起きた時に今日行うことに憂鬱になるのなら、そんな日々の生活は見直すべきだ。
労働に喜びを感じないのなら、もっとやりがいのある仕事を見つけよう。
美味しくご飯が食べれるように、仕事は会社でしっかり仕上げて早く家に帰り
家族と一緒に食卓を囲もう。
一日の終わりに「今日もろくなことなかったな」ともし思うようなら、
もうそんなことはやらなくて良い。
もっと楽しい一日が送れるように明日から全てを変えよう。

「今日を精一杯生きるんだ!」は奇麗事でもないと同時に
ものすごく高いハードルを設定する無理難題でもない。

ただ、日々に感謝できるように無意味なことをしない、楽しくないことに時間を費やさない、
あとで後悔するとわかっていることはしない、大事なものをしっかり大事にする。
それらを惰性に埋もれることなく積極的に改善を行っていくこと、それだけだ。

しかし、こうやって言葉で言うだけではまだまだ奇麗事でしかなくて
これを実践する際には当然色々な阻害要因が絡み合ってじゃまをする。
そういうときに大抵でしゃばってくるのが『金銭』や『将来』という言葉だ。

会社をクビになったらお金に困る
ここをガマンしないと将来出世できない
面白くないけど金になる仕事だから
身体はツラいんだけど残業代はローンの助けになる
etc.

でも、何が幸せで、何が無意味で、何が大事かなんてわかっているんだ。

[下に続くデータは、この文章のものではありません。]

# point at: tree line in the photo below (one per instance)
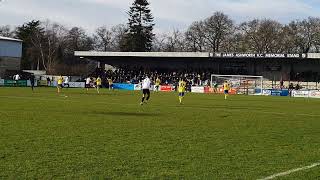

みんな。

しかし決断する勇気が出ない、

そんなときだけこの言葉を取り出そう。
「どうせ明日死ぬかもしれないわけだしね」

これでOK。


(追記)

先日こちらで知り合った方が病気で亡くなった。
末期の膵臓ガンで、発見した時点ですでに余命三ヶ月と言われたそうだ。
彼女は年齢は60歳を越えていたが現役で仕事をしていた方だった。
病気を知って家族と帰国し、結果日本で1年2ヶ月の闘病生活を送り、そして亡くなった。
彼女は最期まで笑顔だったし、会うたび(と言ってもネット越しだが)とてもキュートだった。
みなが口々に「本当は彼女に元気をあげなきゃいけないんだけど、むしろ逆に元気をもらう」と言った。
それは彼女の最期の精一杯が本当に美しかったからだと思う。
当然無理をしているのはわかっている。
抗がん剤の効果はどんどん薄くなり、より強い薬は強い副作用をもたらす。
すべてがボロボロだったに違いない。
しかしそんな中で彼女は「もうね、最期は感謝しかないのよ」と言う。
支えてくれる家族に、友人に、取りまく全てのものに。
なので彼女が亡くなったという一報を受けても私は不思議と悲しさよりも爽やかさの方が先に立った。
そして彼女のように晴れ晴れと生きたいと強く思った。